Mormon representative Iva Francis said the Mormon church dedicated to fasting for one Sunday each month. 

“Fasting is a common belief we have with Muslim brothers and other faiths,” he said.

“Fasting is one way of worshiping god and expressing gratitude to him. Fasting may help you and the ones you love receive personal revelation.”

Stockleigh Mosque Imam Syed Wadood Janud said fasting for Muslims was about abstaining from food which nourishes the body and obtaining a different type of nourishment for the soul.

“We are even supposed to talk less. The prophet said that if you argue or if you curse or use foul language than your fast breaks,” he said.

Indigenous elder Uncle Bob Buttler spoke from a cultural point of view about how aboriginal people have always believed in a creator.
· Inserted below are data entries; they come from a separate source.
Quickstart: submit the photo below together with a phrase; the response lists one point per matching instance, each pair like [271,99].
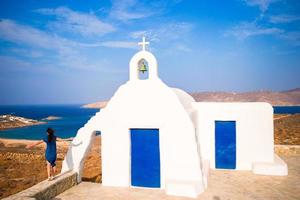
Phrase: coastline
[8,121]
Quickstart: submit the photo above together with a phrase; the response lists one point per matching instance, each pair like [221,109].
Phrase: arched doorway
[92,167]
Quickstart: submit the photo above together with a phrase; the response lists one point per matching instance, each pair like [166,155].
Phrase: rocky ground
[287,129]
[21,168]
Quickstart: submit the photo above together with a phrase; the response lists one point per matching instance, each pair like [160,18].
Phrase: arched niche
[134,65]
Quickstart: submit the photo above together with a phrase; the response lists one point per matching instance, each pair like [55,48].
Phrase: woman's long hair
[50,132]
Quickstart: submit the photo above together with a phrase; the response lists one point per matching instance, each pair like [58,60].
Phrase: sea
[72,118]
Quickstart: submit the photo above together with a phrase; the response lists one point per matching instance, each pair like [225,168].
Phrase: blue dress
[50,153]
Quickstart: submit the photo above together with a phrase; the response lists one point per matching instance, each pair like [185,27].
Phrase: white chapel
[155,136]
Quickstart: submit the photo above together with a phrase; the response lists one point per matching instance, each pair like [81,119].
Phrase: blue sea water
[73,117]
[286,109]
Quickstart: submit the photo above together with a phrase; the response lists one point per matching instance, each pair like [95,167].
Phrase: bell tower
[138,63]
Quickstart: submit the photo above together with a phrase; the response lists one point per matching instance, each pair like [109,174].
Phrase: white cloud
[293,37]
[27,52]
[283,18]
[119,44]
[66,53]
[125,10]
[77,22]
[246,29]
[262,4]
[165,32]
[12,31]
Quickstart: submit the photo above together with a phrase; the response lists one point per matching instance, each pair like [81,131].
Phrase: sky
[69,52]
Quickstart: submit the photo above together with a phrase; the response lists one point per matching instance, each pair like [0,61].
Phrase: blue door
[145,158]
[225,144]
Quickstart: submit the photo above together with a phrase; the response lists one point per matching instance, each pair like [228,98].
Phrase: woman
[50,153]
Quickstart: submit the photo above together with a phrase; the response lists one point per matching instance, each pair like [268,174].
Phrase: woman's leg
[54,170]
[49,169]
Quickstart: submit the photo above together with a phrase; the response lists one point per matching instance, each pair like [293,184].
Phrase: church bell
[143,68]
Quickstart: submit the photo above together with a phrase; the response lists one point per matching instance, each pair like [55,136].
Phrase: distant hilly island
[283,98]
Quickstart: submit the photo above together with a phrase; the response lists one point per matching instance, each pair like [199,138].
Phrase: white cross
[143,43]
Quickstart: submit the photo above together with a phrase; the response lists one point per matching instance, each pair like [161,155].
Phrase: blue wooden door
[225,144]
[145,158]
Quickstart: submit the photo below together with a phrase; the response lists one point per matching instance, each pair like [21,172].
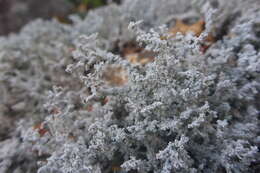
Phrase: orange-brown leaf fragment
[116,76]
[183,28]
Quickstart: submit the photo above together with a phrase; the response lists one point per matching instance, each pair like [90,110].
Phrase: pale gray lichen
[186,111]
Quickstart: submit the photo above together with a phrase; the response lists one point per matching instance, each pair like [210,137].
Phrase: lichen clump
[84,104]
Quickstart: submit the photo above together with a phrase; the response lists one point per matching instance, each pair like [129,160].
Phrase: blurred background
[16,13]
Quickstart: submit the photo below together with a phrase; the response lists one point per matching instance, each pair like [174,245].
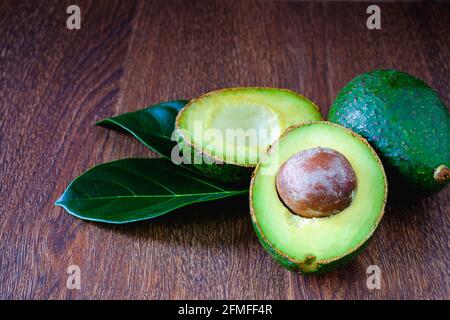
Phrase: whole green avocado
[405,121]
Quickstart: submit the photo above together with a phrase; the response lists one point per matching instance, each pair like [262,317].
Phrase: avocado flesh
[404,120]
[268,110]
[312,244]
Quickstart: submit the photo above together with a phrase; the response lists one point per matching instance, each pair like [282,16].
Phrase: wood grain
[55,83]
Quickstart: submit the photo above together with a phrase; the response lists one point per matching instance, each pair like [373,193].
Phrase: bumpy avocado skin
[305,268]
[403,119]
[229,173]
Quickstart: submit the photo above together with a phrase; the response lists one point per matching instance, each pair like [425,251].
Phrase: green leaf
[153,126]
[137,189]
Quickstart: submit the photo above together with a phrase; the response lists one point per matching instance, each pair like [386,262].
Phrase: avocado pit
[316,183]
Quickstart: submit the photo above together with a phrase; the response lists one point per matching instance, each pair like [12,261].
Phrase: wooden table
[55,83]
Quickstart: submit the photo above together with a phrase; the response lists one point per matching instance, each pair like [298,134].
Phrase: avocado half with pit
[224,133]
[405,120]
[317,197]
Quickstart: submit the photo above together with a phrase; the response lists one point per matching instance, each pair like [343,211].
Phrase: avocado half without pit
[224,133]
[317,197]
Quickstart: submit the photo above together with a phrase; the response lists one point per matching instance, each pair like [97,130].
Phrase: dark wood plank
[56,83]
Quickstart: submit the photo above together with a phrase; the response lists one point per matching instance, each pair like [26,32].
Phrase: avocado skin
[224,172]
[319,268]
[403,119]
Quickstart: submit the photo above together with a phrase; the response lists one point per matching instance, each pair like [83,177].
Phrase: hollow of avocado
[224,133]
[317,197]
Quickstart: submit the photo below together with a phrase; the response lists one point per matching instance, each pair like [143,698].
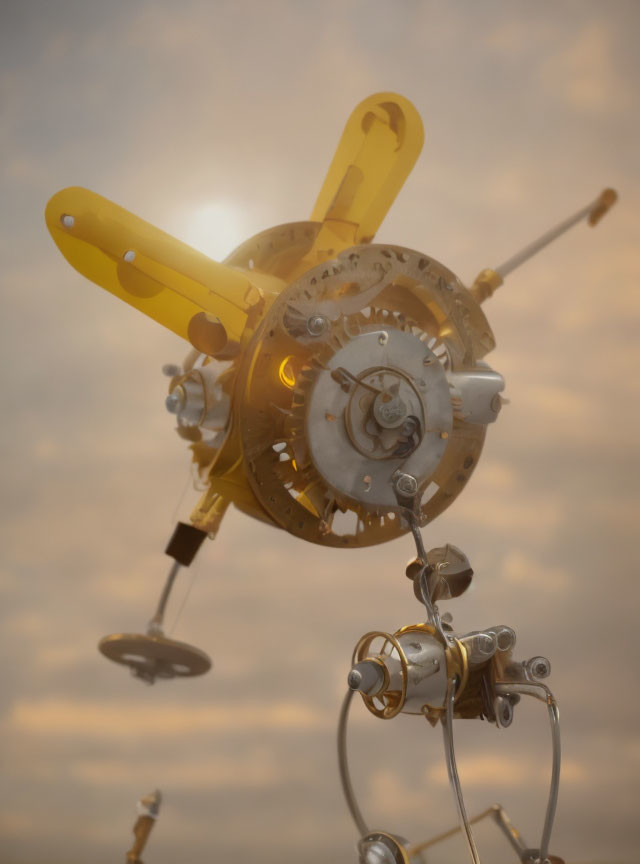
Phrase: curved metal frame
[359,654]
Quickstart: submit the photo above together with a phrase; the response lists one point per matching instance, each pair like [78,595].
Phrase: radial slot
[371,395]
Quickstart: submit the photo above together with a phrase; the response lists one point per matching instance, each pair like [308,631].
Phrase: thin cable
[447,729]
[156,622]
[343,765]
[187,593]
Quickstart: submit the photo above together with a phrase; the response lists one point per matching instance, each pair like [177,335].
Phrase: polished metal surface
[154,656]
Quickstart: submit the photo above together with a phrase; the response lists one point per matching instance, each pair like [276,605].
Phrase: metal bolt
[354,679]
[171,370]
[316,325]
[406,484]
[504,711]
[173,403]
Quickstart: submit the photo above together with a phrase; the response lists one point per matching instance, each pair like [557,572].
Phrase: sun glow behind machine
[337,389]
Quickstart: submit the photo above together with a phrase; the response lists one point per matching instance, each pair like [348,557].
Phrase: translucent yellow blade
[152,271]
[379,147]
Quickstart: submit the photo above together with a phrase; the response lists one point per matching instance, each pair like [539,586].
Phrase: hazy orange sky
[214,120]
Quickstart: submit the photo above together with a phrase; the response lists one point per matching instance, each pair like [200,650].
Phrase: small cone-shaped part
[368,677]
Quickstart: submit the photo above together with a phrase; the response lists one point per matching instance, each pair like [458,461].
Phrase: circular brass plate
[151,657]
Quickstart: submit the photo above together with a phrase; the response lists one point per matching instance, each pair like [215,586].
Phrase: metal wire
[454,779]
[156,622]
[343,765]
[542,692]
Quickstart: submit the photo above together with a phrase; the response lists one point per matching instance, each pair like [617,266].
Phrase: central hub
[379,405]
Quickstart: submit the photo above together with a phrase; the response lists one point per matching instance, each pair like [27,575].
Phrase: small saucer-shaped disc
[151,657]
[378,847]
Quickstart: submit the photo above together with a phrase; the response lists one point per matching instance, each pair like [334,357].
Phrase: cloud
[254,769]
[584,73]
[109,720]
[519,570]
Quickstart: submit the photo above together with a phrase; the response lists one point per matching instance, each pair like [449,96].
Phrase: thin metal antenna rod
[487,281]
[155,624]
[593,211]
[501,819]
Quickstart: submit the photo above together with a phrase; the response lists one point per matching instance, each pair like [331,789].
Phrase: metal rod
[440,838]
[594,211]
[155,624]
[432,610]
[542,692]
[343,765]
[454,779]
[511,833]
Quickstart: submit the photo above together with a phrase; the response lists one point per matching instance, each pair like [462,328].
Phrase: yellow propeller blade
[379,147]
[152,271]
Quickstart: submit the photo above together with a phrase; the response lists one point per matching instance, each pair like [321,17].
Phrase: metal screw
[173,403]
[171,370]
[504,711]
[316,325]
[406,484]
[354,679]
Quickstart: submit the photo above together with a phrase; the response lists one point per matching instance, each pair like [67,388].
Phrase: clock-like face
[365,380]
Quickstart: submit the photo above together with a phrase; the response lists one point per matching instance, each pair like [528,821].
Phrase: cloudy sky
[214,120]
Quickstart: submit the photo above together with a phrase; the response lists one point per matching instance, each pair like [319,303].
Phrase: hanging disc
[151,657]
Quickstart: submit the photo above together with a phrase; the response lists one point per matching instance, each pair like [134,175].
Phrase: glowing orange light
[286,374]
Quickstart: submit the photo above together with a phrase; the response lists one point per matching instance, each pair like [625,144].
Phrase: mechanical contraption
[148,808]
[337,389]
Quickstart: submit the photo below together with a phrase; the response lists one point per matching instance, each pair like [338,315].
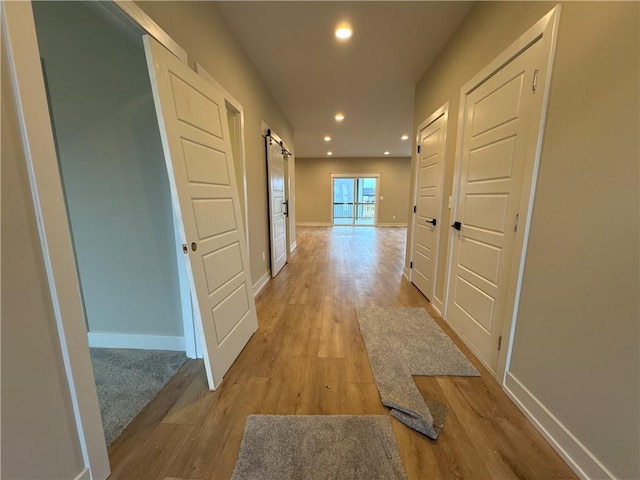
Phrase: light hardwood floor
[308,357]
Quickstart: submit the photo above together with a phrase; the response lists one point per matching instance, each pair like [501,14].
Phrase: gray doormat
[402,342]
[127,380]
[317,447]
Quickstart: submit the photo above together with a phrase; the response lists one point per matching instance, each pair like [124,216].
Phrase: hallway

“Aboriginality is not a religion it is a culture but we still believe in the creator and we are a product of the creator,” he said.

“My ancestors before settlement lived here way before all the holy books told us how we should live our lives. We were in complete peace and harmony with each other….the way the creator intended for us to live.

“When settlement happened and the Europeans came...what they destroyed is what the creator created.

“We never called the creator Allah, Jesus or whatever. We never had a name for him. But we believed in him.”

The event ended with a Q&A where the audience was invited to ask questions of the panel members.